ASSUMPTION 1(open circuit): as I said previously, in region 1 and 2, there're different magnitudes of E produced by the battery due to the distance as region 2 is more far than region 1. Due to this, in order not to be constrained to say E=0, in region 1 and 2, we need the opposite magnitude of E so E_net = 0. If we assume surface charges are the same in both regions, we'll be doomed as it can't cancel out both E1 in region 1 and E2 in region 2 as E1 > E2, so in order to cancel out E1, there must be more surface charges in region 1. I think you agreed with me here and I will go ahead now and say that by following this logic, on the positive side(focusing only on positive side for simplicity), we should get surface charge distribution in a way that it decreases each time we get more far away from positive terminal.
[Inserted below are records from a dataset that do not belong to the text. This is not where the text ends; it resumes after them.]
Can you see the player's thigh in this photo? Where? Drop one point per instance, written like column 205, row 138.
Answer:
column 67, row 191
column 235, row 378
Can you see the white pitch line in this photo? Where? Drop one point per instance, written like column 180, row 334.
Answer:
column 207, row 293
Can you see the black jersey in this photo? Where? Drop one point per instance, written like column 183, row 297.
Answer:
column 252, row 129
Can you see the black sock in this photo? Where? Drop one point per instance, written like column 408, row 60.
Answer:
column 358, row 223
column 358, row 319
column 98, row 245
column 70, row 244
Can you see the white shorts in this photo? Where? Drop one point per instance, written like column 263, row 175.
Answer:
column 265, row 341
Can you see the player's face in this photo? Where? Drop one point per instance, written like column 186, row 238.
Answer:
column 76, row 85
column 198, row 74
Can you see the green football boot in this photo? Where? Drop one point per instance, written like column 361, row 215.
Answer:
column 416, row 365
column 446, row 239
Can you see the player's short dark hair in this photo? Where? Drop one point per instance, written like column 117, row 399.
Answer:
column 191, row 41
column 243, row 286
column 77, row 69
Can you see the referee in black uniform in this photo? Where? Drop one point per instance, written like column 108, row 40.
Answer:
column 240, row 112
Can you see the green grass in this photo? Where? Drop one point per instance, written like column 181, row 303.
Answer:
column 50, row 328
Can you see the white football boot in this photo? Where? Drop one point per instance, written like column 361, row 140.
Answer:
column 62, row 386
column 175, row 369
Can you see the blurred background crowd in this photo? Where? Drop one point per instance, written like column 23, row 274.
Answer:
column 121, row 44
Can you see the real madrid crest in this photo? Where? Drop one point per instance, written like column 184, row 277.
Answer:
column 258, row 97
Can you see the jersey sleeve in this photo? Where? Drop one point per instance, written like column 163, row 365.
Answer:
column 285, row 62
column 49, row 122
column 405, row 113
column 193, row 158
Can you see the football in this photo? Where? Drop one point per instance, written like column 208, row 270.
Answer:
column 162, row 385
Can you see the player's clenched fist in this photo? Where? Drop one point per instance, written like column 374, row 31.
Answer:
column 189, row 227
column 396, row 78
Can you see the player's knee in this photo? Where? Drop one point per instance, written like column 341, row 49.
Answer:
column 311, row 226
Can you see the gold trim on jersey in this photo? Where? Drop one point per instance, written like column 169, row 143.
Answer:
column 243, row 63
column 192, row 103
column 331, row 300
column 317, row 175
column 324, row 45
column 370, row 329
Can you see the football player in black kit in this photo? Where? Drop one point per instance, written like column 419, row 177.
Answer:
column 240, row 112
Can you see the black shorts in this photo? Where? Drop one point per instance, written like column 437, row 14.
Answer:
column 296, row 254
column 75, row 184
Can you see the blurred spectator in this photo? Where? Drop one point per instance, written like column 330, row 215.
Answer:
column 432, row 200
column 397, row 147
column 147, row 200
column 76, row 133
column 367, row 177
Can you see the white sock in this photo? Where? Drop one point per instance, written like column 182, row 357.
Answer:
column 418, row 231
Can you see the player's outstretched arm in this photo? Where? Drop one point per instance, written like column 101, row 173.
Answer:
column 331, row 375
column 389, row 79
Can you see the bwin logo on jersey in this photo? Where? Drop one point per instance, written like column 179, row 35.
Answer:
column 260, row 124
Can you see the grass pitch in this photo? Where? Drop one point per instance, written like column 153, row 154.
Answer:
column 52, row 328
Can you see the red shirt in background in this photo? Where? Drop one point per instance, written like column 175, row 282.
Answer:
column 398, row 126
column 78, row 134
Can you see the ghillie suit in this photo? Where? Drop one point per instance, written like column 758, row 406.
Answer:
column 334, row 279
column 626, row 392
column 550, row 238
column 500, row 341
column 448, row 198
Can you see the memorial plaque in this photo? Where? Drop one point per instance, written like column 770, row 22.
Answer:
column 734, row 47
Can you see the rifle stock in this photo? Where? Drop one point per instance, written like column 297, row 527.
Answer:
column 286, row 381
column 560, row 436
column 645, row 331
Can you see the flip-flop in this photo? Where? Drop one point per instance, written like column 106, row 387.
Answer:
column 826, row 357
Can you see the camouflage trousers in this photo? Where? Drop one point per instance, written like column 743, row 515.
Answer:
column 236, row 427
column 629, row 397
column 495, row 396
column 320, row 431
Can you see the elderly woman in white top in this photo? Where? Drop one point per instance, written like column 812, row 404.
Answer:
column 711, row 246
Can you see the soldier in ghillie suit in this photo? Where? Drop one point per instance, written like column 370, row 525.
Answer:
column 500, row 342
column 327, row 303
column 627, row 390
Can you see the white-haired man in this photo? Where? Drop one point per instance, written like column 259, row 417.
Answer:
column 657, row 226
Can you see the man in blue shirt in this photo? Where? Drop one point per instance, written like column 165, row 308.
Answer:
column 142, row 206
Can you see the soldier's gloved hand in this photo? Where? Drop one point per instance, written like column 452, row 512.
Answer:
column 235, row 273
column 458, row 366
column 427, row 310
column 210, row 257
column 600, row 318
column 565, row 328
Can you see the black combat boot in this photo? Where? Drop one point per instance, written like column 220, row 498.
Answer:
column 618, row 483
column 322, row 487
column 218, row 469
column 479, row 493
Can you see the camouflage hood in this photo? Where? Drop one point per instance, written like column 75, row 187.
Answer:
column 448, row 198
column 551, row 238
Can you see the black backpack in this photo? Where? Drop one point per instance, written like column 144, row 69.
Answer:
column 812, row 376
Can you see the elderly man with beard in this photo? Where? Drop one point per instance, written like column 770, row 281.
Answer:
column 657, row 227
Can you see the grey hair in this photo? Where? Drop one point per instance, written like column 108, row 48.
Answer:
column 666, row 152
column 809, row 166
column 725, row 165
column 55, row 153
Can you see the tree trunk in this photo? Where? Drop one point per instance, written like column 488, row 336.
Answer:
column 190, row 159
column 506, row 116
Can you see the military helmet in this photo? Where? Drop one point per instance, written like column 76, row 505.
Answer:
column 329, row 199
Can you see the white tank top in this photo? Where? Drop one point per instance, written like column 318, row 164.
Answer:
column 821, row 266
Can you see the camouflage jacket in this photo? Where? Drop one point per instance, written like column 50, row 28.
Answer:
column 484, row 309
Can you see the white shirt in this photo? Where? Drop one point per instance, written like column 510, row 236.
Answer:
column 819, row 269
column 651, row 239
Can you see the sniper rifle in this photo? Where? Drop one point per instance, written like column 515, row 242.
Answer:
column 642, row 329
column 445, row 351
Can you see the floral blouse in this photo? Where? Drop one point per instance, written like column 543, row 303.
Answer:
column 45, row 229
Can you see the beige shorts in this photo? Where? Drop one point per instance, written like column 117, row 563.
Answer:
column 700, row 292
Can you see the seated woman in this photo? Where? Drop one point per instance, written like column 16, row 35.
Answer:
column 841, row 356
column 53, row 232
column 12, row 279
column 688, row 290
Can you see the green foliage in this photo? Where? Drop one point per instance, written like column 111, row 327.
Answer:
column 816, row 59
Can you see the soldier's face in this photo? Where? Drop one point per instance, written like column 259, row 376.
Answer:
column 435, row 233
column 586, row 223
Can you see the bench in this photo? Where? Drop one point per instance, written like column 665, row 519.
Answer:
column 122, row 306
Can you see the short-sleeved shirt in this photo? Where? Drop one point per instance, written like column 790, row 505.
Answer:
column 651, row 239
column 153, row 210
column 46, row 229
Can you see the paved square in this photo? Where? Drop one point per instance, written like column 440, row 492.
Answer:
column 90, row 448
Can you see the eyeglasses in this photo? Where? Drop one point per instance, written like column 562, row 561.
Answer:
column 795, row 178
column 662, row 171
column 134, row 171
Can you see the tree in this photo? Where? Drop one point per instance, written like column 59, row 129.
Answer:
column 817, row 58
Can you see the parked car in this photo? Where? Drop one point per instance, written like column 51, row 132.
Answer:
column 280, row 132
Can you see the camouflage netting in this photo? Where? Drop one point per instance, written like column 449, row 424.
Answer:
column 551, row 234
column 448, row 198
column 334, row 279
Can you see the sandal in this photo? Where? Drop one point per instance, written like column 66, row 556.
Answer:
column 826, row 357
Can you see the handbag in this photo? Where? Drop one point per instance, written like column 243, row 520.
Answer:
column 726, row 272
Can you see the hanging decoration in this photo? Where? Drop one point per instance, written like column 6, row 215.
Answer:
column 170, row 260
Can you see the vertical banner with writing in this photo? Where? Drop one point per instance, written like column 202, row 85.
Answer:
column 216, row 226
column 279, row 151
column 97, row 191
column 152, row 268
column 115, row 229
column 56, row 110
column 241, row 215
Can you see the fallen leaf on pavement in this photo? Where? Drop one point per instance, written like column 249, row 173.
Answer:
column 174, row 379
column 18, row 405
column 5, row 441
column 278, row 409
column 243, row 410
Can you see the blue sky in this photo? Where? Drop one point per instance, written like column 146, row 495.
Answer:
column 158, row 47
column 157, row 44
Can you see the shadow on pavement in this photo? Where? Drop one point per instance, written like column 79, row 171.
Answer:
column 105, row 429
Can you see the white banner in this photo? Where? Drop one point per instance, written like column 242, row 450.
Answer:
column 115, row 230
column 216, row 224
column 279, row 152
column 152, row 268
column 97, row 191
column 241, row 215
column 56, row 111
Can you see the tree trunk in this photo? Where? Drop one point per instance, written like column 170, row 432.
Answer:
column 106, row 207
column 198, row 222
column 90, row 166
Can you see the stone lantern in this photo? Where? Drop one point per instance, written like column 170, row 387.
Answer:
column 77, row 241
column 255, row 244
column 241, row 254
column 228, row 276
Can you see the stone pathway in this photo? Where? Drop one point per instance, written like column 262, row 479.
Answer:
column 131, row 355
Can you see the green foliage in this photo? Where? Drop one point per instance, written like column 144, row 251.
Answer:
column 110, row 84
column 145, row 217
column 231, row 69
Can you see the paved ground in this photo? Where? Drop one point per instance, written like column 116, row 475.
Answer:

So region 1 has more surface charge density than region 2 and region 3 even has less surface charge density than region 1. So it's like r1 > r2 > r3. This is only true for sure as long as E produced by the battery in region 3 is less than in region 2. By looking at my open circuit, it might not be true, but you get the point that the more far away the region is from the terminal, the less surface charges will accumulate there than in the region that's closer to the battery. Also, on the very end(Region 7), we will still get surface charges depending on the E by the battery in there which I repeat for sure will be bigger than E in region 3, so region 3 should have less surface charges than region 7. I think this all sums it up roughly. So sum up is more strong E field is by the battery in a region, that region will have more surface charges then other region where E by the battery is lower. This all translates to the distance from the terminals to where we're checking to see surface charges.

The reason I want to get green light about the my assumption above is, on the paper, I looked at fig 7 and i can see that in region 1's some parts, there're less surface charges, then in region 2's some parts. I understand that fig 7 depicts the closed circuit image, but I'm trying not to make a mistake here. hopefully such phenomena wouldn't be produced in open circuit right ? if so, I get the idea and should be enough.